With the introduction of the tri-therapy – a combination therapy of at least three drugs with different mechanisms of action – the HIV infection has become a chronic disease that requires lifelong treatment. The incidence of HIV infection has stabilized globally and began to decline in many countries. The number of people with antiretroviral therapy continues to increase and recent clinical trials have confirmed the positive impact of antiretroviral therapy on the controlling of the AIDS pandemic and HIV prevention.
However, despite these advances, too many people still get infected and the emergence and spread of viruses resistant to drugs available on the market remains a major problem. Drug resistance is a growing concern due to:
• The dramatic increase in life expectancy of people with HIV that approaches that of healthy individuals, while still not reaching it.
• The tendency to start treatment at a more and more early stage in the development of the disease, at an increasingly high CD4 rate.
• Lack of compliance to treatment due to side effects in the long term.
In the United States and Europe, recent studies show that the risk of being infected with a virus resistant to at least one antiretroviral class is 6 to 16%.That of being infected by a virus resistant to more than one class is 3 to 5%. New antiretroviral drugs, with new mechanisms of action and active on currently resistant viruses, are therefore essential.
To address this problem, MUTABILIS is developing a new generation of original and innovative antiretrovirals drugs, based on a new mode of therapeutic action. Instead of targeting the catalytic activity of viral enzymes, like most drugs, MUTABILIS targets virus-host interaction that is essential for viral replication. Drugs operating through this new mode of action offer key advantages: complementarity with all other existing drugs and a lack of sensitivity to cross-resistance mechanisms.
The host-virus interaction is an emerging field in the pathogenesis of viral diseases. The scientific Director at MUTABILIS, R. Benarous, has contributed to the discovery of LEDGF as a cellular co-factor of HIV integrase essential in the integration and full replication of the virus.

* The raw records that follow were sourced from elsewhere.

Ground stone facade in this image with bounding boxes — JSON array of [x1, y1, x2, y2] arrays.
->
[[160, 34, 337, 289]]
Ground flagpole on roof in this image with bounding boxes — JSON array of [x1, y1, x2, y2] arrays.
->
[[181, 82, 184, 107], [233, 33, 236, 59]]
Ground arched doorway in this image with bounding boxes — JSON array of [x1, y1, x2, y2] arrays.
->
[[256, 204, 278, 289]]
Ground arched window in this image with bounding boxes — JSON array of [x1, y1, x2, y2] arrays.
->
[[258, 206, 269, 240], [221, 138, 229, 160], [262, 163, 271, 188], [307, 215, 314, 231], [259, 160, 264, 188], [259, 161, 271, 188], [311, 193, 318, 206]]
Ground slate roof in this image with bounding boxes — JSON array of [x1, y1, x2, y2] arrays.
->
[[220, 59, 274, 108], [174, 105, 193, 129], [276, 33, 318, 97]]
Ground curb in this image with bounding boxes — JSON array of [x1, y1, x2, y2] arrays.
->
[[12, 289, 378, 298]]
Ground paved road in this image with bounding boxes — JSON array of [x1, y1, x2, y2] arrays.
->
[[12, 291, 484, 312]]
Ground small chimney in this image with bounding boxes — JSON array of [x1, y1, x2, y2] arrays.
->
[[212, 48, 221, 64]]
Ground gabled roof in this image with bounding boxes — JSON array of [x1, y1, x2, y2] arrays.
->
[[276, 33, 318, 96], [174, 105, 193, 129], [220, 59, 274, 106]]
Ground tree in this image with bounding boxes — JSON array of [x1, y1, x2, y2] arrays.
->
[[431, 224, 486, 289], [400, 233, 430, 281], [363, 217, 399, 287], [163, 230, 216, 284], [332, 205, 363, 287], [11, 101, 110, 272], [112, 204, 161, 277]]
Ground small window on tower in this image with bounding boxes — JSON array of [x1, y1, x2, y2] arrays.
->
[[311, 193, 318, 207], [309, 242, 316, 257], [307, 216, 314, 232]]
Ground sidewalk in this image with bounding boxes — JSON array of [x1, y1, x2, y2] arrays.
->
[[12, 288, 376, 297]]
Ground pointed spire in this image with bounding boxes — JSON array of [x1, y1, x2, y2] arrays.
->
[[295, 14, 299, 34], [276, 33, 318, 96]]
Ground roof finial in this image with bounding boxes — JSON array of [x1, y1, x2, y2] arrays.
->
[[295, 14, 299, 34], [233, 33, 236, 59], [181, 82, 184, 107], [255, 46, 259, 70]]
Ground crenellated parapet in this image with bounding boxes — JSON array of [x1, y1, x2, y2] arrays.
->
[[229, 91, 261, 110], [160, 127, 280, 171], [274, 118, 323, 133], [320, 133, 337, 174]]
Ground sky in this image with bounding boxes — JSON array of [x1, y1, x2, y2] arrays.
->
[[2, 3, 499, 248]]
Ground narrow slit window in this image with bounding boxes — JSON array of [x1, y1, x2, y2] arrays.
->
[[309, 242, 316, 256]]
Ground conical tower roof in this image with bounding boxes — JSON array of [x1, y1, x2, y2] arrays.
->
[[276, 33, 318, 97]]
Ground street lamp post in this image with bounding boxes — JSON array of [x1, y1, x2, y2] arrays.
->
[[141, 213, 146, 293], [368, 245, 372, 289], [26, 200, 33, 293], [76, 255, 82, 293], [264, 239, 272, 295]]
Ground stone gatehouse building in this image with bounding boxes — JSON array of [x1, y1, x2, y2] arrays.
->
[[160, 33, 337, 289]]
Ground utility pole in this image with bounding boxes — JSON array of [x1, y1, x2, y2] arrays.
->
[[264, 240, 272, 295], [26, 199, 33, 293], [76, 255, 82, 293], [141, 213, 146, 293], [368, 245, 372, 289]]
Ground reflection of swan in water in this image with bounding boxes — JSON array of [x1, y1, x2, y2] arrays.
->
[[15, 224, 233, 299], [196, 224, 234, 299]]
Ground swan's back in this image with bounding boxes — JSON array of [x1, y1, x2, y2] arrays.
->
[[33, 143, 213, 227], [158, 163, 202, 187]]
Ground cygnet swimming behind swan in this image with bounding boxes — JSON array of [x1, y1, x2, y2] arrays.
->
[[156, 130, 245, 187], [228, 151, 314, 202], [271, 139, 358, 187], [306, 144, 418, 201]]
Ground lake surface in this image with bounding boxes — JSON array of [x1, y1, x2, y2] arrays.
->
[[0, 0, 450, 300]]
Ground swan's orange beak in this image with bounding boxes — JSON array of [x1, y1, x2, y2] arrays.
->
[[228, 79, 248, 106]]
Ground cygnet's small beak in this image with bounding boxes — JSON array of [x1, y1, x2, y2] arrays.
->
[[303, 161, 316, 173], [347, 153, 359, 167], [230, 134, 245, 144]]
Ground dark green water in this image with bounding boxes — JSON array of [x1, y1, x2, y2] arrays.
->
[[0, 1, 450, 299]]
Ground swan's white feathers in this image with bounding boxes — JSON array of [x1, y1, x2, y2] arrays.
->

LEDGF, by binding to integrase, allows the integration of HIV in the transcriptionally active regions of chromatin. Early 2010, the MUTABILIS program began with the searching for drugs targeting the interaction between integrase and LEDGF. This program led to the discovery of new powerful and promising antiviral agents, one of them is currently in pre-clinical phase.

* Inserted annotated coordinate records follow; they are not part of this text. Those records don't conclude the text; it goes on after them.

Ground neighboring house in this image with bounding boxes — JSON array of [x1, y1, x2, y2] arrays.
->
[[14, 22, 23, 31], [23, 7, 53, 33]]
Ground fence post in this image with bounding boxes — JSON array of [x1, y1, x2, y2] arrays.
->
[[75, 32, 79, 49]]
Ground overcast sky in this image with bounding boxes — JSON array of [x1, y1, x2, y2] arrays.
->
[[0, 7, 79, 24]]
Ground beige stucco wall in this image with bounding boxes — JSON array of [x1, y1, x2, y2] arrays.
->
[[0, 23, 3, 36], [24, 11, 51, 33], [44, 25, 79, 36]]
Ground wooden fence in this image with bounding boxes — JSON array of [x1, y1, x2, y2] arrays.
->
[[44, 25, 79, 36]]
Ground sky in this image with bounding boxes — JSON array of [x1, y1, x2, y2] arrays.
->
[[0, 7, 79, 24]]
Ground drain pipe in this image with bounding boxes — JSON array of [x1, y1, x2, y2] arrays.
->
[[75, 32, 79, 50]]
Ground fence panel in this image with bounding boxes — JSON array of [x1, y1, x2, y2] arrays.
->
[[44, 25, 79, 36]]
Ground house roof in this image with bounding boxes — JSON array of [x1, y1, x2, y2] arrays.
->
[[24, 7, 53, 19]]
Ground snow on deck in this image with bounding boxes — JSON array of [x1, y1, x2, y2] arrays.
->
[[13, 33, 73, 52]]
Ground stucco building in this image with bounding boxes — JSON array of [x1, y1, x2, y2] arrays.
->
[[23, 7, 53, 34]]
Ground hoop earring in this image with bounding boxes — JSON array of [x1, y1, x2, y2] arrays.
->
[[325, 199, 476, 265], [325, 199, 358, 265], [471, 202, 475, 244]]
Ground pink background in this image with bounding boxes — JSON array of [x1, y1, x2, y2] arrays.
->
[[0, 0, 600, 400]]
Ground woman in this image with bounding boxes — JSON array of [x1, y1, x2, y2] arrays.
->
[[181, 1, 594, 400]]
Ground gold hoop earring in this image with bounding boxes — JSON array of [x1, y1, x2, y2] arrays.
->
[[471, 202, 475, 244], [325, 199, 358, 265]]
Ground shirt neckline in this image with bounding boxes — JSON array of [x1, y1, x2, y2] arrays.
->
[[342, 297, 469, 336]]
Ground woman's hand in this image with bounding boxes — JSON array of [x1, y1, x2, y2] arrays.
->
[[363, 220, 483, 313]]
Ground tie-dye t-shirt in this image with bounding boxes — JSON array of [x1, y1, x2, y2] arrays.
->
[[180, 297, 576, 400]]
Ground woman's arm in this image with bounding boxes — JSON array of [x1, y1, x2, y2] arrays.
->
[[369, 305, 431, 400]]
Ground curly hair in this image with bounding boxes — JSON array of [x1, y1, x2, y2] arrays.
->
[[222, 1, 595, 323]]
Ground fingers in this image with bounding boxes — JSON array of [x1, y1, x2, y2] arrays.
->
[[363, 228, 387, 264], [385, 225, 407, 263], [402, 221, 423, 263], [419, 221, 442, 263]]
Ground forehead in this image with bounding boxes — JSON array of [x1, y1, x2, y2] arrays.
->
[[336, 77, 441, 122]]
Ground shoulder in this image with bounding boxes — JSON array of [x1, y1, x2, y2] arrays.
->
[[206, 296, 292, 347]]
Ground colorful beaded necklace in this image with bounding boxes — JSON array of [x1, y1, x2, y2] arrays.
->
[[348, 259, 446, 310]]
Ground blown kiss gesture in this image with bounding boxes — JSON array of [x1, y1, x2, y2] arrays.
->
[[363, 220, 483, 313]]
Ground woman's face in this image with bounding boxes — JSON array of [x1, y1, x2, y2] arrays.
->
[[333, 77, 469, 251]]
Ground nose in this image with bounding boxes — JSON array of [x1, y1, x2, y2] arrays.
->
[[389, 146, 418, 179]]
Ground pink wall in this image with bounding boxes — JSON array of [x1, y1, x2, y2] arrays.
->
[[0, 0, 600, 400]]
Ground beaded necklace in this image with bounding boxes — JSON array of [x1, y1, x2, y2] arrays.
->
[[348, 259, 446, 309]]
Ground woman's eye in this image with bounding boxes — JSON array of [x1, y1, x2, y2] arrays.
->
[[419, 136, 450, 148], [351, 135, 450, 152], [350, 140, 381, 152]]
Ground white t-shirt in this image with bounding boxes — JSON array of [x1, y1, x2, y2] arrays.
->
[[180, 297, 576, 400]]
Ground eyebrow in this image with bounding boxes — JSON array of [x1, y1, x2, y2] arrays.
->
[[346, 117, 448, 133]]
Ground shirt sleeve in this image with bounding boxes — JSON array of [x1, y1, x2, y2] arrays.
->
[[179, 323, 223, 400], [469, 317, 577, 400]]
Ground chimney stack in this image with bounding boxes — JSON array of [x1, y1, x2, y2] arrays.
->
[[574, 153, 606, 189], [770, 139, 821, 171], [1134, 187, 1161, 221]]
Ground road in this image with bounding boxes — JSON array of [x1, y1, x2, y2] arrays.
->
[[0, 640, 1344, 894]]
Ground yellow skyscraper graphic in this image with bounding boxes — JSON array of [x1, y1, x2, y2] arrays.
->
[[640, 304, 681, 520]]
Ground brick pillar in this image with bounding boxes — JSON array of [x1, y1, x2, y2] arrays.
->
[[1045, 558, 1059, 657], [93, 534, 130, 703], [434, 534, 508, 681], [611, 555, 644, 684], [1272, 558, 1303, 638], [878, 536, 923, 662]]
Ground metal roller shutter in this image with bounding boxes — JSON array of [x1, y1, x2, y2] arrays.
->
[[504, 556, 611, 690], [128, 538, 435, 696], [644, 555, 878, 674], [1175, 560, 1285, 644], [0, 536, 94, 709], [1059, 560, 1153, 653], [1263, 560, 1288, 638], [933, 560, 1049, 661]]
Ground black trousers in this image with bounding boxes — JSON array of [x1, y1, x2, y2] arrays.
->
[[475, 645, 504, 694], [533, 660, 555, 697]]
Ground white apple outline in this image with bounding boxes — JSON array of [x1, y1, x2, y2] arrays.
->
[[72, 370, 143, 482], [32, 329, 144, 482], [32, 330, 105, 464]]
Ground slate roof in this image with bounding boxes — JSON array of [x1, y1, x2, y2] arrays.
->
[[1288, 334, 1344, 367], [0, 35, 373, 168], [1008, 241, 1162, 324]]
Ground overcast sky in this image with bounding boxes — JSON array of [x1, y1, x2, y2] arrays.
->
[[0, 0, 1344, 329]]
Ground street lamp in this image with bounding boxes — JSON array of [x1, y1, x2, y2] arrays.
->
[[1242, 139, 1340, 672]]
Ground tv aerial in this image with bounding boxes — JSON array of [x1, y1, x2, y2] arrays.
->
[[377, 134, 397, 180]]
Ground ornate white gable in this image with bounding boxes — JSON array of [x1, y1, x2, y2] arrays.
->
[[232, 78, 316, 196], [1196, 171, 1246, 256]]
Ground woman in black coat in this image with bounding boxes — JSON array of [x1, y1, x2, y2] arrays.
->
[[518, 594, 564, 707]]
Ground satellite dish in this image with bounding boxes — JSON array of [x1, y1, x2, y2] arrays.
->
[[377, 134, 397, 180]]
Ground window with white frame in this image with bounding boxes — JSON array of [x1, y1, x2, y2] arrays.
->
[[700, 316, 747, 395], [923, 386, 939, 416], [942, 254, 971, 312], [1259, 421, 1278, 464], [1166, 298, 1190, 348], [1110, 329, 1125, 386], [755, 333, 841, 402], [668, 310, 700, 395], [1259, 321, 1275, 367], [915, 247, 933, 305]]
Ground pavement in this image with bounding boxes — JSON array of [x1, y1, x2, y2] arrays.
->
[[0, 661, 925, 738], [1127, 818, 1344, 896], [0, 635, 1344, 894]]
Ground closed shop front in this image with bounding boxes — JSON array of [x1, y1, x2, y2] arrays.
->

This drug candidate and its backups are original allosteric inhibitors of integrase-LEDGF interaction (INLAIs) that were co-crystallized with the catalytic domain of the integrase in the LEDGF binding site. They present a potent antiretroviral activity in the nanomolar range, are active against all tested HIV-1 isolates, including isolates from various clades, and kept their full activity against resistant viruses to current drugs. MUTABILIS Researchers (Le Rouzic et al. 2012)¹ and other teams² have recently shown that these INLAIs have a dual mode of action: first they inhibit viral integration and then they disturb, in the post-integration phase, the production of infectious viral particles. The antiretroviral activity of INLAIs at post-integration stage is by far the most important. This dual mode of action of INLAIs acting at two different stages of the replication cycle of HIV, is unique and unprecedented with other classes of antiretroviral agents. This could give a significant advantage to this new family of compounds from a therapeutic point of view. The lack of antagonism between INLAIs and INSTIs and other families of drugs currently on the market is an asset that enhances their potential as future antiretroviral drug.